The event. The HR Alps is a seven day, seven stage event run in the French Alps each year.  The course is different each year but typically around 400 cyclists complete 800km with 20,000m of climbing.  Those numbers are terrifying but I didn’t realise how terrifying until after I was committed.  This year the course was North to South, finishing in Nice and the event ran in the last week of August.

Entry.  A friend challenged me to enter the HR at just the right time but I looked the event up and thought he was mad.  I discussed it with my personal trainer who encouraged me to give it some serious thought so a week later, after a couple of drinks and a long series of text messages we both signed up on the same evening in November 2017.  That meant the event was almost nine months away.  The series of challenges quickly became obvious:

  • I had ridden 200km in a day but never ridden long rides two days in a row, let alone seven days in a row
  • The most elevation I’d notched up was 2000m on the Amy Gillett Gran Fondo – a particularly beautiful annual event but I needed to do double that on the bigger HR stages.
  • I’d never ridden a climb longer than about 5km
  • I did not have a suitable bike
  • I was 96kg – bad for a climbing cyclist – and about 10kg overweight in any one’s language
  • I was averaging  less than two rides a week and Strava rated my fitness as pretty average.

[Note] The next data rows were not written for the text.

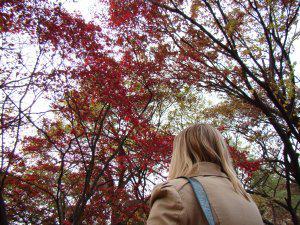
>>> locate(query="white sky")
[63,0,300,77]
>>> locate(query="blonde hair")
[168,124,251,201]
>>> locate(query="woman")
[147,124,263,225]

Training. Beginning immediately I worked with my PT Ant Wilson to develop a plan and to put together some monitoring so that I could use the available nine months to build my ability.  I started trying to log 200km a week and 1000km a month.  The easiest way to manage that was using Strava and I really came to rely heavily on Strava on the phone and on my laptop. At first these goals were quite a stretch in themselves but I realised that flat training was of limited value and I needed hills.  Each month Strava has a climbing challenge so during 2018 I signed up to each month’s challenge and tried to pit in the 7500 or 8000m needed.

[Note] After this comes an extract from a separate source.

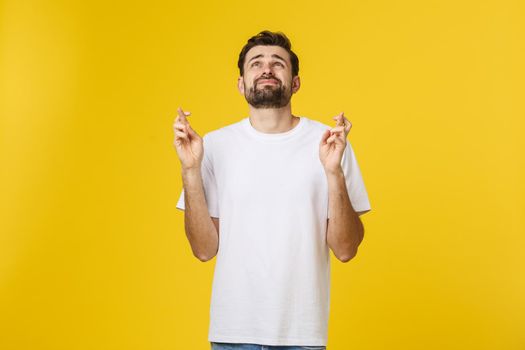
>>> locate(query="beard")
[244,78,292,109]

I cannot see myself having done all the training without Strava because it served several purposes.  It was a logbook allowing me to tally distance and elevation.  It was also a source of feedback and encouragement as my friends pushed me along with kudos.  Beyond that, the premium features like “Fitness and freshness” were monitored frequently.  Strava premium – worth every cent.

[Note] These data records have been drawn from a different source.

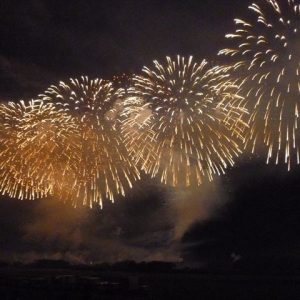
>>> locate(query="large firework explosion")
[0,100,78,199]
[123,56,245,186]
[41,77,139,207]
[219,0,300,169]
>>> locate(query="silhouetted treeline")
[0,259,176,272]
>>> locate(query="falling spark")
[122,56,246,186]
[40,77,139,207]
[219,0,300,169]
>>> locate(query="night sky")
[0,0,300,265]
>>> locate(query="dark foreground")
[0,269,300,300]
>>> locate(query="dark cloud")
[0,0,300,262]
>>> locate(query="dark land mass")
[0,260,300,300]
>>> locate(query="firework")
[219,0,300,169]
[41,77,139,207]
[122,56,246,186]
[0,100,78,199]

Early on I also subscribed to Todays Plan which is another data crunching cycling-focused analysis service.  It is more detailed than Strava with the capacity to dive a little deeper.  The main reason I subscribed was that the software can develop training plans automatically based on the user’s goals.  I did like that but eventually found that I couldn’t match my real world training to the plans the software developed.  This was mainly about simple logistics of work, kids and so on. Once I stopped using the plans I tended to use Strava exclusively.

In the Southern hemisphere it was Spring then Summer as I started to train and there was enough time to get out, ride and get fitter.  I lost weight and went longer before dying of fatigue.  Winter worried me and I needed a plan to allow training as the days got shorter, colder and wetter.  I bought a Tacx Flux indoor trainer and started Zwifting.  This worked for me.  I could train hard at 5:30 in the morning, put in an hour before breakfast.  No traffic lights, no wet weather clothes and some progress.  I used Zwift in a variety of ways: free rides, programmed workouts, workouts downloaded from Today’s Plan and finally races.

Before it got too cold and wet I got onto as many of the local mountains as I could.  The Climbing Cyclist was a terrific resource here.  Matt de Neef has written up a bunch of local rides so if you are in Victoria, AU, don’t miss it.  I started easy enough with Mt Dona Buang, has a great weekend out of Bright with Falls Creek and Mt Buffalo and rode the in-part horrifically steep Mt Baw Baw.  The snow season arrived before I could ride Lake Mountain or Mt Buller.  I spent a lot of time riding the 1:20, the Crucifix and other rides in the Dandenongs. Thanks Matt.

Very sadly, in March, my personal trainer of several years Ant Wilson died suddenly.

That threw my prep into a spin because our weekly sessions were my opportunity to assess progress and recharge on motivation.